Jan 3, 2024 - News

Washington now bans most pre-employment pot tests

Illustration of a marijuana leaf on a scale

Illustration: Sarah Grillo/Axios

A positive test for cannabis can no longer disqualify you for most jobs in Washington state.

What's happening: A new law that took effect Monday bans most employers from denying someone a job based on a drug screening that turns up traces of cannabis.

Why it matters: Inactive THC metabolites from cannabis can remain in urine samples for days or weeks, long after someone is no longer impaired.

  • While recreational marijuana use has been legal in Washington state for more than a decade, until now it's also been legal for employers to refuse to hire people who test positive for using the drug.

Details: The new law covers most employers in Washington, but there are some exceptions, including law enforcement agencies, fire departments, 911 dispatch centers and airlines.

  • The law also doesn't apply to any other "safety-sensitive position for which impairment while working presents a substantial risk of death."
  • Employers would have to identify what qualifies as a "safety-sensitive position" that requires testing before people apply.

Plus: People can still be tested for cannabis use after they're already employed at a company, such as after a workplace accident or if there's a suspicion of on-the-job impairment.

What they're saying: State Sen. Karen Keiser (D-Des Moines), who sponsored the new law, said she thinks the law's exceptions will be narrowly applied.

  • "I think the vast majority of applicants for jobs in all kinds of industries will no longer be subject to this discrimination," Keiser told Axios this week.

Between the lines: Because cannabis remains illegal under federal law, federal employees can still be subject to pre-employment screenings for the drug.

  • So can federal contractors and transportation workers who are subject to federal certification requirements, Keiser said.

Zoom out: Recreational marijuana use is now legal in about half of U.S. states.
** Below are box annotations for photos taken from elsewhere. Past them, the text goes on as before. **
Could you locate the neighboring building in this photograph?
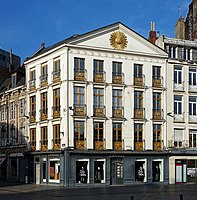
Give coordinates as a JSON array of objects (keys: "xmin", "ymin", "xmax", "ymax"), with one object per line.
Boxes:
[
  {"xmin": 25, "ymin": 23, "xmax": 169, "ymax": 186},
  {"xmin": 185, "ymin": 0, "xmax": 197, "ymax": 40},
  {"xmin": 156, "ymin": 33, "xmax": 197, "ymax": 183},
  {"xmin": 0, "ymin": 52, "xmax": 28, "ymax": 182}
]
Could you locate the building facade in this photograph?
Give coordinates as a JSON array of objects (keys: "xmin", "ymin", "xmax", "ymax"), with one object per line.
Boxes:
[
  {"xmin": 156, "ymin": 36, "xmax": 197, "ymax": 183},
  {"xmin": 25, "ymin": 23, "xmax": 169, "ymax": 186}
]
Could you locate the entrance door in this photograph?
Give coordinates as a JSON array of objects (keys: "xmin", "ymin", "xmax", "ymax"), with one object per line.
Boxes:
[{"xmin": 110, "ymin": 158, "xmax": 123, "ymax": 185}]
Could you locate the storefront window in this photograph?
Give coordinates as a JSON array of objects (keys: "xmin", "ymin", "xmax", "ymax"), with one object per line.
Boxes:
[
  {"xmin": 94, "ymin": 160, "xmax": 105, "ymax": 183},
  {"xmin": 76, "ymin": 161, "xmax": 88, "ymax": 184},
  {"xmin": 49, "ymin": 158, "xmax": 60, "ymax": 183}
]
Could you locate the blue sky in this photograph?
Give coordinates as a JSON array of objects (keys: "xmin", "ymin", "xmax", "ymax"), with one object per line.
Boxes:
[{"xmin": 0, "ymin": 0, "xmax": 192, "ymax": 62}]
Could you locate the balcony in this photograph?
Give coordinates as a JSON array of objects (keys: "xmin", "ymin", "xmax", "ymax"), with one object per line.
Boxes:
[
  {"xmin": 134, "ymin": 139, "xmax": 145, "ymax": 151},
  {"xmin": 112, "ymin": 107, "xmax": 124, "ymax": 118},
  {"xmin": 174, "ymin": 113, "xmax": 185, "ymax": 122},
  {"xmin": 52, "ymin": 106, "xmax": 60, "ymax": 118},
  {"xmin": 52, "ymin": 70, "xmax": 61, "ymax": 83},
  {"xmin": 29, "ymin": 79, "xmax": 36, "ymax": 90},
  {"xmin": 40, "ymin": 108, "xmax": 48, "ymax": 121},
  {"xmin": 153, "ymin": 140, "xmax": 163, "ymax": 151},
  {"xmin": 29, "ymin": 141, "xmax": 36, "ymax": 151},
  {"xmin": 153, "ymin": 109, "xmax": 163, "ymax": 120},
  {"xmin": 29, "ymin": 111, "xmax": 36, "ymax": 123},
  {"xmin": 152, "ymin": 76, "xmax": 163, "ymax": 88},
  {"xmin": 40, "ymin": 140, "xmax": 48, "ymax": 151},
  {"xmin": 52, "ymin": 138, "xmax": 61, "ymax": 151},
  {"xmin": 174, "ymin": 82, "xmax": 184, "ymax": 91},
  {"xmin": 93, "ymin": 71, "xmax": 105, "ymax": 83},
  {"xmin": 40, "ymin": 74, "xmax": 48, "ymax": 87},
  {"xmin": 74, "ymin": 69, "xmax": 86, "ymax": 81},
  {"xmin": 133, "ymin": 74, "xmax": 145, "ymax": 86},
  {"xmin": 73, "ymin": 104, "xmax": 86, "ymax": 117},
  {"xmin": 113, "ymin": 140, "xmax": 124, "ymax": 151},
  {"xmin": 134, "ymin": 108, "xmax": 145, "ymax": 119},
  {"xmin": 94, "ymin": 139, "xmax": 105, "ymax": 151},
  {"xmin": 93, "ymin": 106, "xmax": 105, "ymax": 117},
  {"xmin": 112, "ymin": 72, "xmax": 123, "ymax": 84},
  {"xmin": 74, "ymin": 138, "xmax": 86, "ymax": 150},
  {"xmin": 168, "ymin": 140, "xmax": 189, "ymax": 148}
]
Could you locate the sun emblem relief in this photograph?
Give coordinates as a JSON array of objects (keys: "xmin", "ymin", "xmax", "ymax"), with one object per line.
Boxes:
[{"xmin": 109, "ymin": 31, "xmax": 128, "ymax": 50}]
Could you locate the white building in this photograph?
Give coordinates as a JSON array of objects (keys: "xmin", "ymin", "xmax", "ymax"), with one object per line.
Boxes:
[
  {"xmin": 156, "ymin": 36, "xmax": 197, "ymax": 183},
  {"xmin": 25, "ymin": 22, "xmax": 170, "ymax": 186}
]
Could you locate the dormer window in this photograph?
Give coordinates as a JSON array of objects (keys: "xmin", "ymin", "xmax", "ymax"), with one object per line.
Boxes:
[{"xmin": 12, "ymin": 73, "xmax": 17, "ymax": 88}]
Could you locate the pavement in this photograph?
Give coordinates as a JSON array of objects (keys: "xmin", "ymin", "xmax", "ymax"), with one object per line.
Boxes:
[{"xmin": 0, "ymin": 183, "xmax": 197, "ymax": 200}]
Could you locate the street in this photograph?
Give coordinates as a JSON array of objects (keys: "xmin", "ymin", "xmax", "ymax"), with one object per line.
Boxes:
[{"xmin": 0, "ymin": 184, "xmax": 197, "ymax": 200}]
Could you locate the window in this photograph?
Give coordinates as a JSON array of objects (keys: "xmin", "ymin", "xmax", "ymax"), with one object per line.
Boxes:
[
  {"xmin": 53, "ymin": 88, "xmax": 60, "ymax": 117},
  {"xmin": 134, "ymin": 64, "xmax": 143, "ymax": 78},
  {"xmin": 10, "ymin": 102, "xmax": 15, "ymax": 119},
  {"xmin": 153, "ymin": 124, "xmax": 161, "ymax": 142},
  {"xmin": 174, "ymin": 95, "xmax": 182, "ymax": 115},
  {"xmin": 153, "ymin": 92, "xmax": 161, "ymax": 112},
  {"xmin": 189, "ymin": 97, "xmax": 196, "ymax": 115},
  {"xmin": 41, "ymin": 92, "xmax": 48, "ymax": 120},
  {"xmin": 174, "ymin": 66, "xmax": 182, "ymax": 84},
  {"xmin": 19, "ymin": 99, "xmax": 25, "ymax": 117},
  {"xmin": 74, "ymin": 86, "xmax": 85, "ymax": 106},
  {"xmin": 112, "ymin": 90, "xmax": 122, "ymax": 109},
  {"xmin": 30, "ymin": 128, "xmax": 36, "ymax": 151},
  {"xmin": 41, "ymin": 126, "xmax": 48, "ymax": 151},
  {"xmin": 189, "ymin": 68, "xmax": 197, "ymax": 86},
  {"xmin": 94, "ymin": 122, "xmax": 104, "ymax": 150},
  {"xmin": 189, "ymin": 130, "xmax": 197, "ymax": 148},
  {"xmin": 30, "ymin": 95, "xmax": 36, "ymax": 122},
  {"xmin": 53, "ymin": 124, "xmax": 60, "ymax": 150},
  {"xmin": 74, "ymin": 58, "xmax": 85, "ymax": 72},
  {"xmin": 94, "ymin": 88, "xmax": 104, "ymax": 108},
  {"xmin": 134, "ymin": 91, "xmax": 143, "ymax": 110},
  {"xmin": 74, "ymin": 121, "xmax": 85, "ymax": 149}
]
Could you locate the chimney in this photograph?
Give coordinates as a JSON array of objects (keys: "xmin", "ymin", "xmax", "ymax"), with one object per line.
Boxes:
[
  {"xmin": 175, "ymin": 16, "xmax": 185, "ymax": 40},
  {"xmin": 148, "ymin": 22, "xmax": 157, "ymax": 44}
]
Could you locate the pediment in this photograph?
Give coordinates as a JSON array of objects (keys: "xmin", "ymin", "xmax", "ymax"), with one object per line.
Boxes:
[{"xmin": 68, "ymin": 22, "xmax": 167, "ymax": 56}]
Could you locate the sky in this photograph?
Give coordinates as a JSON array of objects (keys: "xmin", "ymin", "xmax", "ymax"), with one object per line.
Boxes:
[{"xmin": 0, "ymin": 0, "xmax": 192, "ymax": 64}]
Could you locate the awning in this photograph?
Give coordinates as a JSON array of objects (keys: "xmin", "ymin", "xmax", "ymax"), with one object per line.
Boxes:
[{"xmin": 0, "ymin": 158, "xmax": 5, "ymax": 166}]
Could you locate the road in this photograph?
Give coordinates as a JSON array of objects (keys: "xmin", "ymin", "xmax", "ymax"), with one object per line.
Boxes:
[{"xmin": 0, "ymin": 184, "xmax": 197, "ymax": 200}]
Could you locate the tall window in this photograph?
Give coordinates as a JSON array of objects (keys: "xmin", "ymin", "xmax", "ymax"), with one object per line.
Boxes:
[
  {"xmin": 74, "ymin": 121, "xmax": 84, "ymax": 148},
  {"xmin": 53, "ymin": 124, "xmax": 60, "ymax": 149},
  {"xmin": 30, "ymin": 128, "xmax": 36, "ymax": 151},
  {"xmin": 153, "ymin": 124, "xmax": 161, "ymax": 142},
  {"xmin": 94, "ymin": 88, "xmax": 104, "ymax": 108},
  {"xmin": 41, "ymin": 92, "xmax": 48, "ymax": 115},
  {"xmin": 189, "ymin": 97, "xmax": 196, "ymax": 115},
  {"xmin": 134, "ymin": 123, "xmax": 143, "ymax": 142},
  {"xmin": 189, "ymin": 68, "xmax": 197, "ymax": 86},
  {"xmin": 134, "ymin": 91, "xmax": 143, "ymax": 110},
  {"xmin": 10, "ymin": 102, "xmax": 15, "ymax": 119},
  {"xmin": 134, "ymin": 64, "xmax": 143, "ymax": 78},
  {"xmin": 94, "ymin": 60, "xmax": 103, "ymax": 73},
  {"xmin": 19, "ymin": 99, "xmax": 25, "ymax": 117},
  {"xmin": 30, "ymin": 95, "xmax": 36, "ymax": 121},
  {"xmin": 53, "ymin": 88, "xmax": 60, "ymax": 117},
  {"xmin": 112, "ymin": 62, "xmax": 122, "ymax": 75},
  {"xmin": 113, "ymin": 123, "xmax": 122, "ymax": 142},
  {"xmin": 74, "ymin": 86, "xmax": 85, "ymax": 106},
  {"xmin": 112, "ymin": 90, "xmax": 122, "ymax": 109},
  {"xmin": 174, "ymin": 95, "xmax": 182, "ymax": 115},
  {"xmin": 74, "ymin": 58, "xmax": 85, "ymax": 72},
  {"xmin": 153, "ymin": 92, "xmax": 161, "ymax": 112},
  {"xmin": 174, "ymin": 66, "xmax": 182, "ymax": 84},
  {"xmin": 41, "ymin": 126, "xmax": 48, "ymax": 150}
]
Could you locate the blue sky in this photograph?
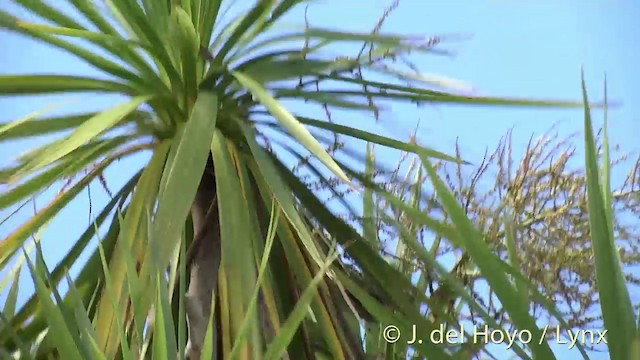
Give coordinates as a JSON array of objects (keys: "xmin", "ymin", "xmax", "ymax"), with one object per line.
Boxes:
[{"xmin": 0, "ymin": 0, "xmax": 640, "ymax": 359}]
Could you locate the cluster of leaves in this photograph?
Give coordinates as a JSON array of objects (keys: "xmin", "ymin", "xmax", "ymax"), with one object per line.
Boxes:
[{"xmin": 0, "ymin": 0, "xmax": 638, "ymax": 359}]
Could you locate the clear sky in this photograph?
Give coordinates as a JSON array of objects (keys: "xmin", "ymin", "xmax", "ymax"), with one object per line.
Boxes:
[{"xmin": 0, "ymin": 0, "xmax": 640, "ymax": 359}]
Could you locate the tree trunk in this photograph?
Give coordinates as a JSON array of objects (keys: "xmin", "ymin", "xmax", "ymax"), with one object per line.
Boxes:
[
  {"xmin": 185, "ymin": 154, "xmax": 276, "ymax": 360},
  {"xmin": 185, "ymin": 154, "xmax": 222, "ymax": 360}
]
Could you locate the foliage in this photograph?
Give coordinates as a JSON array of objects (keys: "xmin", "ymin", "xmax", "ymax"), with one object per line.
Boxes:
[{"xmin": 0, "ymin": 0, "xmax": 638, "ymax": 359}]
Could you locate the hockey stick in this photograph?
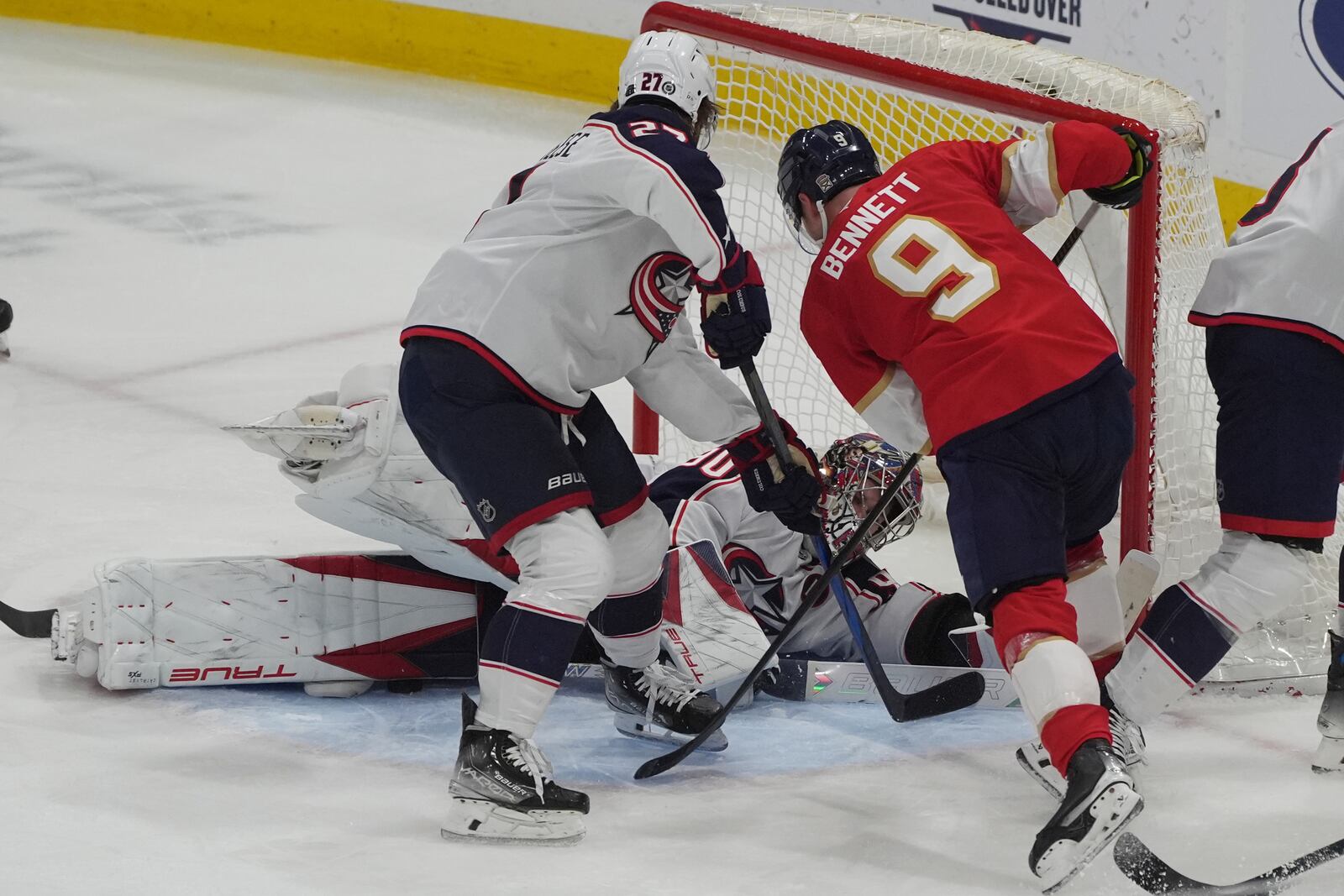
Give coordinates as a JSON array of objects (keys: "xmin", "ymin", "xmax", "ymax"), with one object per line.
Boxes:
[
  {"xmin": 0, "ymin": 603, "xmax": 55, "ymax": 638},
  {"xmin": 741, "ymin": 360, "xmax": 985, "ymax": 721},
  {"xmin": 1050, "ymin": 203, "xmax": 1100, "ymax": 267},
  {"xmin": 1114, "ymin": 834, "xmax": 1344, "ymax": 896},
  {"xmin": 634, "ymin": 454, "xmax": 924, "ymax": 780}
]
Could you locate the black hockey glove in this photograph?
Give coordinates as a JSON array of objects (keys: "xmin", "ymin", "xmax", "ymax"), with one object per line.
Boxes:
[
  {"xmin": 1084, "ymin": 125, "xmax": 1153, "ymax": 208},
  {"xmin": 701, "ymin": 253, "xmax": 770, "ymax": 369},
  {"xmin": 723, "ymin": 419, "xmax": 822, "ymax": 535}
]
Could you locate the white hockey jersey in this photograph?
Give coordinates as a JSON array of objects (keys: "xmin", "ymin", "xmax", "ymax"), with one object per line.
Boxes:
[
  {"xmin": 637, "ymin": 448, "xmax": 957, "ymax": 665},
  {"xmin": 239, "ymin": 364, "xmax": 981, "ymax": 665},
  {"xmin": 402, "ymin": 105, "xmax": 755, "ymax": 442},
  {"xmin": 1189, "ymin": 121, "xmax": 1344, "ymax": 352}
]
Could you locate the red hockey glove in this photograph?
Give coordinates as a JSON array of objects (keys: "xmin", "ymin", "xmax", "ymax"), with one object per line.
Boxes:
[
  {"xmin": 1084, "ymin": 125, "xmax": 1153, "ymax": 208},
  {"xmin": 723, "ymin": 418, "xmax": 822, "ymax": 535},
  {"xmin": 701, "ymin": 253, "xmax": 770, "ymax": 369}
]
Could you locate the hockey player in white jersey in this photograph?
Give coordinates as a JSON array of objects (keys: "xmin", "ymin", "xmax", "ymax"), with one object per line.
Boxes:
[
  {"xmin": 1106, "ymin": 121, "xmax": 1344, "ymax": 771},
  {"xmin": 399, "ymin": 32, "xmax": 820, "ymax": 840},
  {"xmin": 649, "ymin": 432, "xmax": 993, "ymax": 666}
]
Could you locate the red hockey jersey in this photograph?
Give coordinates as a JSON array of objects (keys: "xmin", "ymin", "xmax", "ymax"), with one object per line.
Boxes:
[{"xmin": 801, "ymin": 121, "xmax": 1131, "ymax": 450}]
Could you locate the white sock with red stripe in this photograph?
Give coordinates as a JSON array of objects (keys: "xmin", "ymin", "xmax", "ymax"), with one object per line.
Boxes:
[{"xmin": 1106, "ymin": 532, "xmax": 1310, "ymax": 724}]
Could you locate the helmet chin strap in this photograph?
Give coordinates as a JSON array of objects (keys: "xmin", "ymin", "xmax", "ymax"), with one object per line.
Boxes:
[{"xmin": 795, "ymin": 199, "xmax": 827, "ymax": 255}]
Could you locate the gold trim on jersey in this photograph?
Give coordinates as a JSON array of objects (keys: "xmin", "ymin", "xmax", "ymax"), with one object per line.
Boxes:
[
  {"xmin": 1046, "ymin": 121, "xmax": 1064, "ymax": 203},
  {"xmin": 853, "ymin": 364, "xmax": 896, "ymax": 414}
]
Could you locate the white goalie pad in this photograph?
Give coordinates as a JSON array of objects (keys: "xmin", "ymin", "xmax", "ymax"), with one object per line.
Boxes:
[
  {"xmin": 224, "ymin": 364, "xmax": 517, "ymax": 589},
  {"xmin": 663, "ymin": 542, "xmax": 778, "ymax": 699},
  {"xmin": 52, "ymin": 553, "xmax": 477, "ymax": 690}
]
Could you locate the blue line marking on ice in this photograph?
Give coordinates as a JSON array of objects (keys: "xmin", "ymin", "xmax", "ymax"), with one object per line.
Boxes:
[{"xmin": 144, "ymin": 681, "xmax": 1031, "ymax": 786}]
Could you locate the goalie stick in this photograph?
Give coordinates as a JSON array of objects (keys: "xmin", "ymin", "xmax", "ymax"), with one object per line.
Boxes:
[
  {"xmin": 0, "ymin": 602, "xmax": 56, "ymax": 638},
  {"xmin": 1114, "ymin": 833, "xmax": 1344, "ymax": 896}
]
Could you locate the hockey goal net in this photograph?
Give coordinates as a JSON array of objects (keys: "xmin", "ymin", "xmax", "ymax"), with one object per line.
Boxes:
[{"xmin": 634, "ymin": 3, "xmax": 1339, "ymax": 688}]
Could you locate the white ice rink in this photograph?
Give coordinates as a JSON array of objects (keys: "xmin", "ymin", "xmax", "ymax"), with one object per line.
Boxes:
[{"xmin": 0, "ymin": 18, "xmax": 1344, "ymax": 896}]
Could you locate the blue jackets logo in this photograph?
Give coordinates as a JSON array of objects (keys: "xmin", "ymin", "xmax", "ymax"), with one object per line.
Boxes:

  • Some, including Nevada and California, have adopted laws similar to Washington's limiting pre-employment cannabis screening, according to NORML, a national group that advocates for marijuana law reform.
  • Paul Armentano, NORML's deputy director, said in a news release last year that it's long past time for companies "to cease punishing employees for activities they engage in during their off-hours that pose no workplace safety threat."
  • He said that people who use cannabis legally should be held to a similar standard as those who use alcohol responsibly on their own time.